Contrary to the Calvinist’s claim, this is not the Calvinist’s cherished proof text that they wish. The writer was not professing a strange Platonic concept that God is fully alien to His creation. The point of the verse is that people are far beneath God. In context, powerful nations are “nothing” and people are “grass”. The statement continues to contrast God with the stone idols of the pagans. The point that “God cannot be compared” means that God is powerful. We hear this all the time in the modern world. Someone might say: “That guy is the best quarterback. No one can compare.” The figure of speech means that the subject is on another level of excellence. In the context of Isaiah, God is on such a level that mankind is basically nothing and idols are literally nothing.
The text switches to idols. Other gods are inanimate objects. They need solid bases in order to not topple over. They are worthless and powerless, contrasted to a capable God.
Staying with the theme of incomparability, the text compares God to humans (they are grasshoppers), to princes (they are nothing), and to judges (they are useless).
Then God is said to quote about incomparability yet again:
Isa 40:25 “To whom then will you liken Me, Or to whom shall I be equal?” says the Holy One.
The context is the same. The text continues on, comparing God to humans:
Isa 40:26 Lift up your eyes on high, And see who has created these things, Who brings out their host by number; He calls them all by name, By the greatness of His might And the strength of His power; Not one is missing.
God is powerful because God has a powerful army. God created this army. Unlike the kings of the Earth, God knows the name of every soldier. This ability is then translated into daily life for Israel:
Isa 40:27 Why do you say, O Jacob, And speak, O Israel: “My way is hidden from the LORD, And my just claim is passed over by my God”?

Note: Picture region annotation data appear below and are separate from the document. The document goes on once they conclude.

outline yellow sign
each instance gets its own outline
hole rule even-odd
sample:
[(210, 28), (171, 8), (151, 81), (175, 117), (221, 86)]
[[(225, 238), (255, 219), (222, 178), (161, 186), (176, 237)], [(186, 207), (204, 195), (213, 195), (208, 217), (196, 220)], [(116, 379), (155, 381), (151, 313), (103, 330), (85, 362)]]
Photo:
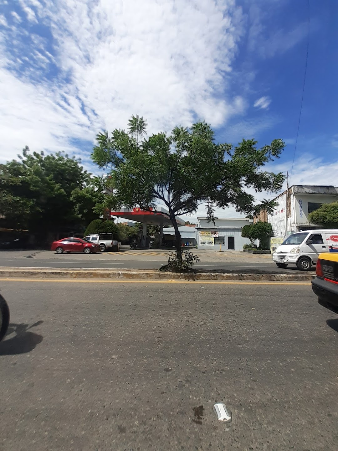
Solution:
[(214, 238), (210, 236), (200, 236), (200, 246), (213, 246)]
[(218, 236), (218, 232), (215, 230), (202, 231), (200, 232), (200, 236), (203, 238), (214, 238)]
[(270, 250), (275, 252), (276, 249), (284, 241), (283, 236), (272, 236), (270, 239)]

What is very interesting about this statement is that it shows a common theological conception in Israel was that God does not watch human actions. In other words, they were not Calvinists in the sense that they believed in an omnipresent, omniscient God. Isaiah criticizes them in context of God’s creation of the angels. The argument is that if God can create an army of angels, then people have little reason to believe they are not being watched. Emphasizing this, Isaiah points out that God does not rest:
Isa 40:28 Have you not known? Have you not heard? The everlasting God, the LORD, The Creator of the ends of the earth, Neither faints nor is weary. His understanding is unsearchable.
Isa 40:29 He gives power to the weak, And to those who have no might He increases strength.

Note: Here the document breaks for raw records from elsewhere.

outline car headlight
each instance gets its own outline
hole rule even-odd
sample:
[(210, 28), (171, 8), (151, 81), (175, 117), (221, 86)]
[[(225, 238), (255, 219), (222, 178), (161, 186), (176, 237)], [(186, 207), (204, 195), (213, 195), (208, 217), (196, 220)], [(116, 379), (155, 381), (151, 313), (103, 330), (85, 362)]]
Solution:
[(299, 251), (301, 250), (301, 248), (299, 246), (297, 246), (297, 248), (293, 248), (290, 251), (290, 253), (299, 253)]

Isa 40:30 Even the youths shall faint and be weary, And the young men shall utterly fall,
Isa 40:31 But those who wait on the LORD Shall renew their strength; They shall mount up with wings like eagles, They shall run and not be weary, They shall walk and not faint.
The last part of this chapter returns the listener to the introduction. People must turn to God. God is powerful. God makes the weak powerful. The argument is that if Israel turns to God then they will be made powerful. Where humans do not compare with God, God will provide the difference. God will make Israel like Him.